Sin embargo, lo cierto es que, por la concurrencia de diversos factores causales (tanto empresariales como socioculturales), que ahora no puedo explorar, dicha renuncia al marco trágico y heroico no sirvió, dentro del género, para promover una nueva aproximación, que fuese desencantada, si se quiere, pero también suficientemente profunda: que aportase revelaciones en relación con aquello que se aborda en las narraciones (al mismo nivel en que las habían aportado los mejores westerns clásicos). Recuérdese, así, que películas como Heaven's gate (Michael Cimino, 1980), una de las pocas que intentaron alcanzar la excelencia dentro del nuevo marco ideológico del género, terminaron en estrepitoso fracaso y en el rechazo por parte de los productores y del público.

Heaven's gate (1980)

Desde entonces, el género subsiste en los Estados Unidos, agonizante, entre el pastiche modernista y la imitación (dicen que "homenaje", y que posmoderna): vueltas y revueltas en torno a grupos humanos y sus vicisitudes, relaciones y emociones que, ambientadas en el marco histórico del western, sin embargo, carecen de la potencia trágica o de la inquietud estética (esto es, de la pretensión de revelar algo relevante acerca de lo real) que poseían al western clásico; o bien -y, a veces, al mismo tiempo- copias de argumentos, de planos, de personajes, de diálogos, etc. del cine clásico.

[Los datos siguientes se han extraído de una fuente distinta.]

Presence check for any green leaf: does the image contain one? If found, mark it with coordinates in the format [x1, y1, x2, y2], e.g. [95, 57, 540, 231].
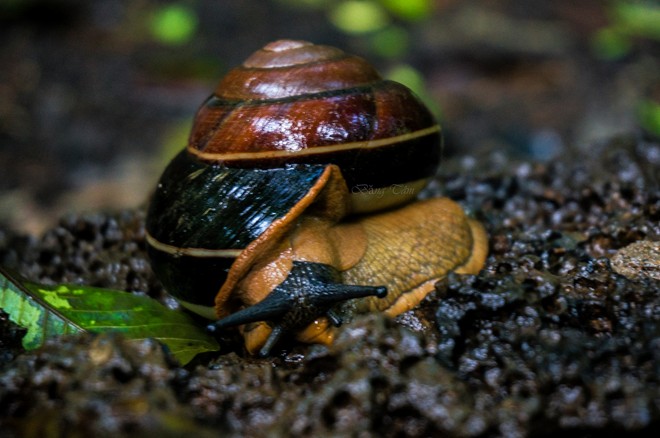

Copias que, fuera de su marco interpretativo original, apenas pueden sustentar mortecinas narraciones, carentes de sentido.

En este panorama, existe, desde luego, alguna excepción: directores como Clint Eastwood o Tommy Lee Jones han sido (hasta cierto punto, limitadamente...) capaces de seguir creando westerns clásicos, o lo más parecido que podemos imaginar hoy a ellos: con personajes sometidos a los dilemas y ansiedades propias de la tragedia, quiero decir. Así ocurre en películas como la antes citada Unforgiven, o en The three burials of Melquiades Estrada (Tommy Lee Jones, 2005). Se trata de películas (que, aunque espléndidas, son, pese a todo) notoriamente "antiguas", por retrotraernos a momentos de la historia cultural en los que el marco trágico de interpretación resultaba aún plausible. Hoy parece difícil seguir creyendo en aquellas ficciones, aunque se nos narren tan bien como ambos directores logran.

Y, precisamente por ello, seguimos esperando a ver si alguien (faltando por fuerza ya poco para que Eastwood y Jones desaparezcan, y fallecido ya también -y en el ostracismo- Michael Cimino) será capaz al fin de convertir el western en un género auténticamente moderno: humanista, pero profundo. O si, por el contrario, deberemos conformarnos con darlo definitivamente por muerto. (Por más que haya tantos interesados en mantener su cadáver artificialmente en pie, produciendo una y otra vez inanes zombies -enésimas resurrecciones del género, que apenas duran una temporada de estrenos.)